Kings County’s cotton crop is about ready to be picked with ginning scheduled to begin in mid October. This year Kings County has some 42,500 acres of cotton planted, says the state Pink Bollworm project — tops in California. Acreage here has steadily dropped over the years. In 1979, Kings County had 287,000 acres of “King Cotton” planted.
Walnut crop down
The 2021 California walnut production is forecast at 670,000 tons, down 15% from 2020's record production of 785,000 tons says USDA. The forecast is based on 385,000 bearing acres, up 1% from 2020’s estimated bearing acreage of 380,000.
Widespread freezing temperatures in late fall of 2020 resulted in frost damage to walnut orchards across the state. Growers reported the frost damage delayed leaf out and reduced nut set in affected orchards. Additionally, because of the state’s drought conditions, orchards experienced a higher degree of freeze injury. Walnut growers throughout the state struggled with drought conditions and water availability, as most of the state is in a drought emergency.
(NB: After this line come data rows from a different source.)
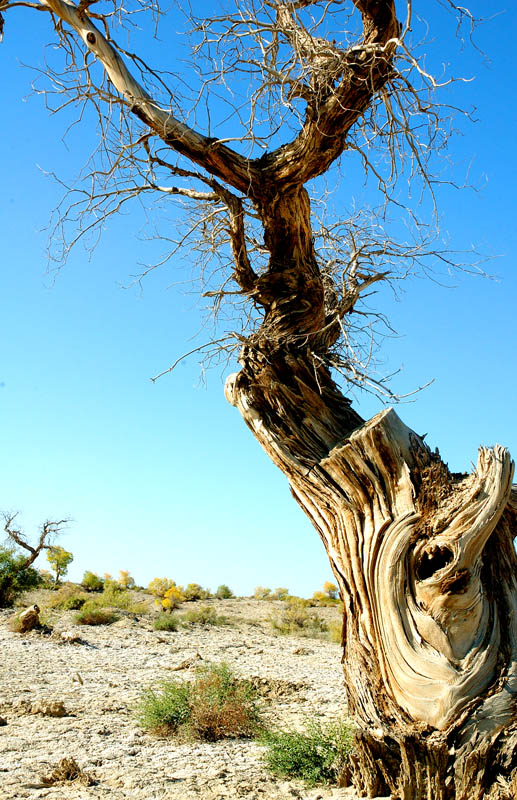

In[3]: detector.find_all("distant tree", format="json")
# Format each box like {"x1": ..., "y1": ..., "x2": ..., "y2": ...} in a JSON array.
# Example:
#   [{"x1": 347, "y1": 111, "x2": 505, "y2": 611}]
[
  {"x1": 0, "y1": 547, "x2": 43, "y2": 608},
  {"x1": 183, "y1": 583, "x2": 210, "y2": 601},
  {"x1": 47, "y1": 545, "x2": 74, "y2": 586},
  {"x1": 0, "y1": 513, "x2": 69, "y2": 606},
  {"x1": 0, "y1": 0, "x2": 517, "y2": 800},
  {"x1": 118, "y1": 569, "x2": 135, "y2": 589}
]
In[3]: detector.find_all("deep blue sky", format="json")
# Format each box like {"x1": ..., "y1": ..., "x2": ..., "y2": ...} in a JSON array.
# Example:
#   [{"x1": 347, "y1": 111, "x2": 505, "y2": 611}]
[{"x1": 0, "y1": 0, "x2": 517, "y2": 594}]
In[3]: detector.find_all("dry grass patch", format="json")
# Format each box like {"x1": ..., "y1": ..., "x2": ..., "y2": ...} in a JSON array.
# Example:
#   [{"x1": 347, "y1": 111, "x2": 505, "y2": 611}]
[{"x1": 41, "y1": 758, "x2": 97, "y2": 786}]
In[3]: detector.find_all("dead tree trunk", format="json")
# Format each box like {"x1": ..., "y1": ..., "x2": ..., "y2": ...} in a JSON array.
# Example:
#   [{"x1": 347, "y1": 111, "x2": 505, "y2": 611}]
[{"x1": 226, "y1": 348, "x2": 517, "y2": 800}]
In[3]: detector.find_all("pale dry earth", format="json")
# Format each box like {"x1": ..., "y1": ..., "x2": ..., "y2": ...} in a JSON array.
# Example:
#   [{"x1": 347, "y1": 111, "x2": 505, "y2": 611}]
[{"x1": 0, "y1": 599, "x2": 388, "y2": 800}]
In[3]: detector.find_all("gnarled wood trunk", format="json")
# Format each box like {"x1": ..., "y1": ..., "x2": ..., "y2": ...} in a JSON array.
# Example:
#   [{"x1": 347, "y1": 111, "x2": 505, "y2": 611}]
[{"x1": 226, "y1": 356, "x2": 517, "y2": 800}]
Chilling hours were up from last year.
Survey data indicated an average nut set per tree of 992, down 17% from 2020’s average of 1,197.
The price per ton for walnuts in 2020 was $1,300, down from near $2,000 a ton in 2019. So far in 2021, prices are up about 10 cents a pound.
Industry leaders say they are worried about the port delays off the California coast since so much of the Valley’s nut crop is exported -much of it to the far east. They say they are lobbying the Biden administration to upgrade those ports.Today, there are more than 60 ships sitting idle off of the coast of Southern California, reports the Wall Street Journal. Delays in unloading are as long as three weeks.
Thank you to firefighters
With more than 4,200 fire fighters from all over California battling two out-of-control Sierra wildfires — the KNP fire in Sequoia Park and Windy Fire in the southern Sierra — Three Rivers residents staged a big "Thank You" demonstration along the highway up to the park, recognizing their heroic efforts.